Chemotherapy is a treatment used in medicine to cure the body of deadly cancerous tumors: it functions like a poison that can kill off the body if used excessively but can also cure the body if implemented correctly. The use of suo motu by the Supreme Court of Pakistan, where a judge accepts a case on its initiative, is much like chemotherapy.
The use of suo motu judicial review by the court has helped to shed light on issues left untouched by the elected branches, and thus treats the nation’s cancers. However, without a method to determine when it is proper to use this judicial tool, suo motu could “poison the system,” by politicising the court and creating rifts between the branches of government.
The use of suo motu is an anomaly to the South Asian subcontinent, with India and Pakistan having constitutional provisions allowing the court to exercise jurisdiction even when the technical requirements for a case have not been satisfied.
Under Chief Justice Iftikhar Muhammad Chaudhry, the court has relied on its constitutional right to take suo motu action. In Article 184 (3) of Pakistan’s Constitution, the Supreme Court is allowed to take suo motu action whenever there is a possible violation of fundamental rights enumerated in Chapters 1 and 2. Thus, the court has initiated several cases based on news stories that appeared in the print or electronic media or letters sent to the court by common citizens. Though a news story or a citizen letter does not fulfill the legal requirements of filing a plea with the court, the Court has been willing to take action.
Justice Shri V. R. Krishna Iyer of the Indian Supreme Court stated that such judicial activism shows that “the true strength and stability of our polity is the society’s credibility in social justice, not perfect ‘legalese’”.
The speedy and public trial of the Rangers who shot and killed Sarfraz Shah on videotape in Karachi is a prime example of the positive use of suo motu by the court. By most accounts, the commanding officers in this instance attempted to avoid prosecuting the murderous Rangers and concealed evidence of the heinous crime. Had the Supreme Court not exercised its suo motu powers, Mr. Shah’s killer would continue to roam the streets with the ability to repeat his cowardly act on another civilian.

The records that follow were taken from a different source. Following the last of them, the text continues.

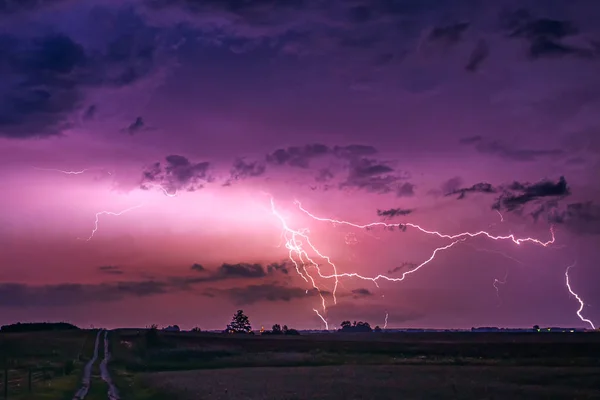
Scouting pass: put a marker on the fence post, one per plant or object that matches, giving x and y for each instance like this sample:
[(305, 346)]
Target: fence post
[(5, 383)]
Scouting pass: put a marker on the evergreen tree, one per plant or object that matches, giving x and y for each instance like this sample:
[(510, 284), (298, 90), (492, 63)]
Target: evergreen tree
[(240, 323)]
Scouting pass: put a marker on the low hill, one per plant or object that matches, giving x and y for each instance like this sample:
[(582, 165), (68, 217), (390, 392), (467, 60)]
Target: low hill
[(38, 326)]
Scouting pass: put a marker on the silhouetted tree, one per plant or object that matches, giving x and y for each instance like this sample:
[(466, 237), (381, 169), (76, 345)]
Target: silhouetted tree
[(152, 338), (359, 326), (239, 323)]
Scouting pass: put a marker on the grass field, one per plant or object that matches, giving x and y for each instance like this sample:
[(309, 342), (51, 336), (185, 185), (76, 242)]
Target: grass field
[(55, 359), (181, 366), (358, 366), (351, 382)]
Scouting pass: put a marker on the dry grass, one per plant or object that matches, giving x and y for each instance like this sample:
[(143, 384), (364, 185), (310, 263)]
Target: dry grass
[(351, 382)]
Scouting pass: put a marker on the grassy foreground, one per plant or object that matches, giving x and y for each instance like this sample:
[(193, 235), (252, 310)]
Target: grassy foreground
[(182, 366), (385, 366)]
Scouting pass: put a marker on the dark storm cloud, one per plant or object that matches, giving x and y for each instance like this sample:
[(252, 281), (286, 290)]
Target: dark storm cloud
[(376, 177), (394, 212), (324, 175), (197, 267), (243, 169), (23, 295), (271, 292), (282, 267), (178, 174), (111, 269), (508, 152), (543, 35), (9, 7), (478, 56), (581, 218), (518, 194), (226, 271), (241, 270), (482, 187), (297, 156), (46, 77), (449, 34), (452, 185), (136, 126)]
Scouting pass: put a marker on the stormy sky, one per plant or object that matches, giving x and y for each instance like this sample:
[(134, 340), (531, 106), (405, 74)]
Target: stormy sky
[(160, 161)]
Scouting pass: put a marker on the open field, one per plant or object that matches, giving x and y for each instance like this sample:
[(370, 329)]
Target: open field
[(53, 359), (351, 382), (181, 366), (353, 366)]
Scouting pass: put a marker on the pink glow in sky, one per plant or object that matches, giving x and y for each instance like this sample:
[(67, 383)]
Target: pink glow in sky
[(492, 125)]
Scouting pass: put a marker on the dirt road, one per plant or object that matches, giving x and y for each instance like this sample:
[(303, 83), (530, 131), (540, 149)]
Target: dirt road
[(87, 372), (113, 393)]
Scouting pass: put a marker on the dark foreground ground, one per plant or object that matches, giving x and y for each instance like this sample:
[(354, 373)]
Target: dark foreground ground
[(353, 382), (182, 366)]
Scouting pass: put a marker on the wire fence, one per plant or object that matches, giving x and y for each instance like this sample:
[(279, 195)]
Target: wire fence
[(19, 381)]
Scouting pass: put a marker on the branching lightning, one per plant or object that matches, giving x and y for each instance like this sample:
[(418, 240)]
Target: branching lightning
[(98, 214), (501, 216), (63, 171), (386, 317), (162, 189), (499, 282), (581, 303), (299, 244)]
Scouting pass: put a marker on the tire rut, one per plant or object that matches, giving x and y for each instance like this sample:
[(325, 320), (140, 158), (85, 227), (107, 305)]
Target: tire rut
[(87, 372), (113, 393)]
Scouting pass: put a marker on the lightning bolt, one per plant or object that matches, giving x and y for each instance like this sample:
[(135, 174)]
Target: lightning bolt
[(299, 244), (98, 214), (62, 171), (501, 216), (441, 235), (163, 189), (581, 303), (386, 317), (501, 282)]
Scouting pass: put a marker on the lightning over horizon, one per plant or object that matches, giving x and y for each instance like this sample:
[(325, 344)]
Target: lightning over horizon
[(298, 244), (98, 214), (137, 138), (581, 303)]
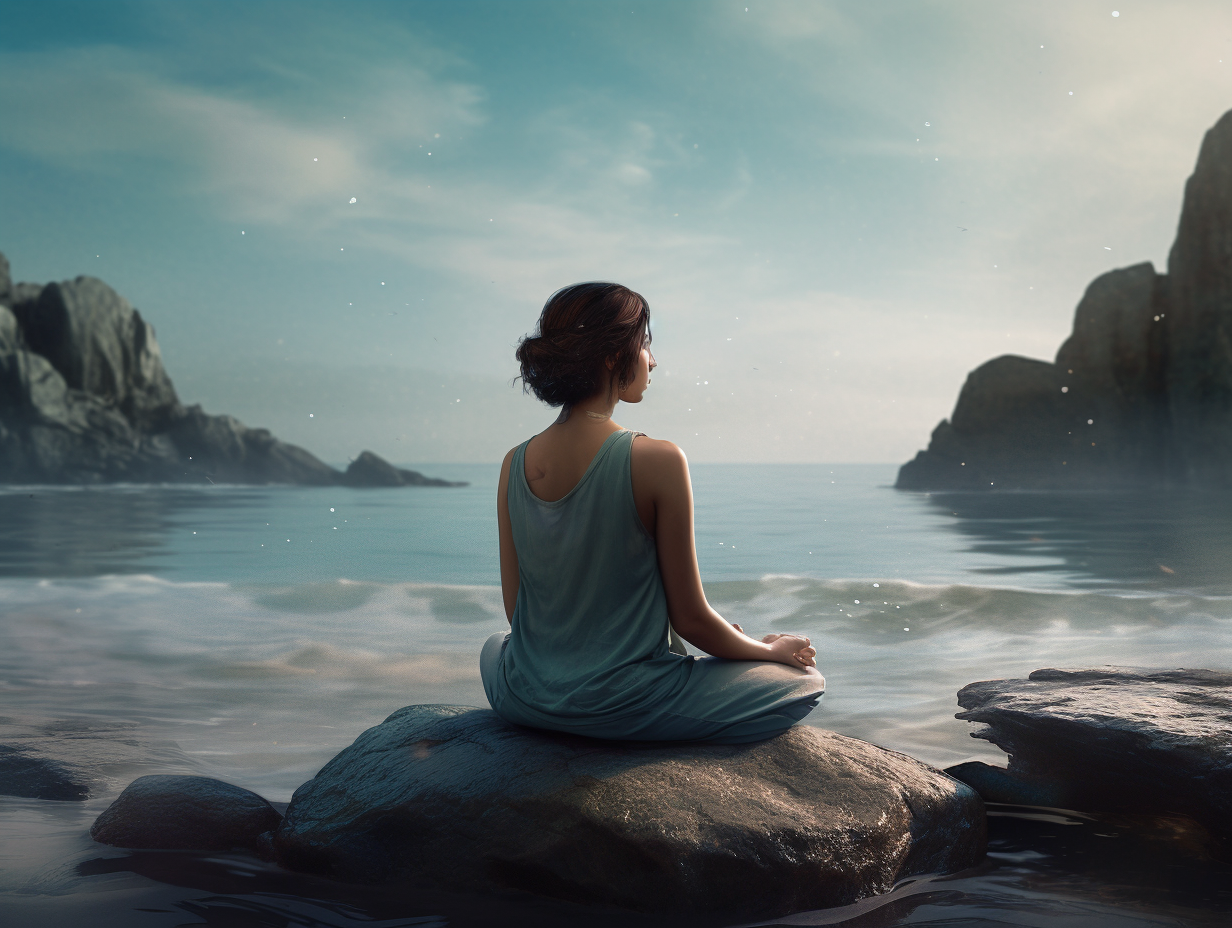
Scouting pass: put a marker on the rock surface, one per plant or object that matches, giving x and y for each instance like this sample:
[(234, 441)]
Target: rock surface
[(452, 796), (163, 812), (1141, 392), (1110, 740), (84, 398), (67, 759)]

The second positive example of the use of suo motu came in 2006 when the court attempted to address the problem of missing persons in Balochistan. The court acted to preserve the right of habeas corpus guaranteed by the Pakistani constitution which states that an individual who is arrested by a state actor must be presented publicly and told the allegations against him. Though the Court threatened to awaken the beast of the Army, who had long-maintained a policy of extrajudicial action against civilians, this use of suo motu is a medicine for the cancer of Army-inflicted human rights abuses.
Justice Khawaja Muhammad Sharif defended the use of suo motu by stating he “will take notice of every matter in which the executive is showing slackness.” As Saroop Ijaz, renowned legal commentator, states, “such a presumption that suo motu can be used to remedy inaction by elected officials exposes some of the negative characteristics of judicial activism.”
The use of suo motu is a game-changing feature to the balance of powers between the Parliament, Supreme Court, and the President’s office. However, if the practice is overused, it could cause an all out rebellion and refusal by elected officials to enact the decisions of the Court. This would be devastating to the credibility of the institution and render it as powerless as during the days of dictatorial rule. In fact, some have argued that the recent spate of judicial activism has led to several instances where the judicial branch and executive were so conflicted that there was no effect of the Supreme Court’s decisions.
Furthermore, by continually acting on issues where the executive branch has not yet taken action, the Court could foster a dependant relationship between itself and the President. This could be damaging not only by inundating the court with political decisions it is unequipped to make, and by weakening the willingness of the Executive to be proactive in their approach to running the affairs of the nation.
There is also an issue with the randomness by which the court has recently exercised its suo motu powers. One anomalous case that has resulted in many critiques against the Court was the decision to take notice of the detention of Atiqa Odho when she was found to have been in possession of alcohol. This judicial action exposed a serious question that must be asked: is there any system or legal logic the court utilises to determine when they may exercise suo motu?
It is up to the court to determine what rights should be protected by their use of suo motu but what is far important is how those rights will be protected. If the court acts without a method to pass along to future jurists, it threatens creating chaos. If suo motu is overused, it could alienate the army and elected branches to the point of open defiance. And finally, just as the Supreme Court needs time to develop itself, the executive branch should be given enough leeway to take actions independent of judicial decree.
However, if the court allows judicial formalism to stand in the way of taking immediate action, the cancers of Pakistan could kill the country. The court could successfully cure many of the nation’s cancers only by taking a deliberate approach to addressing injustices in its society through a legal framework that respects the balance of power and can be expanded on by jurists to come.
The writer holds a Juris Doctorate in the US and is a researcher on comparative law and international law issues.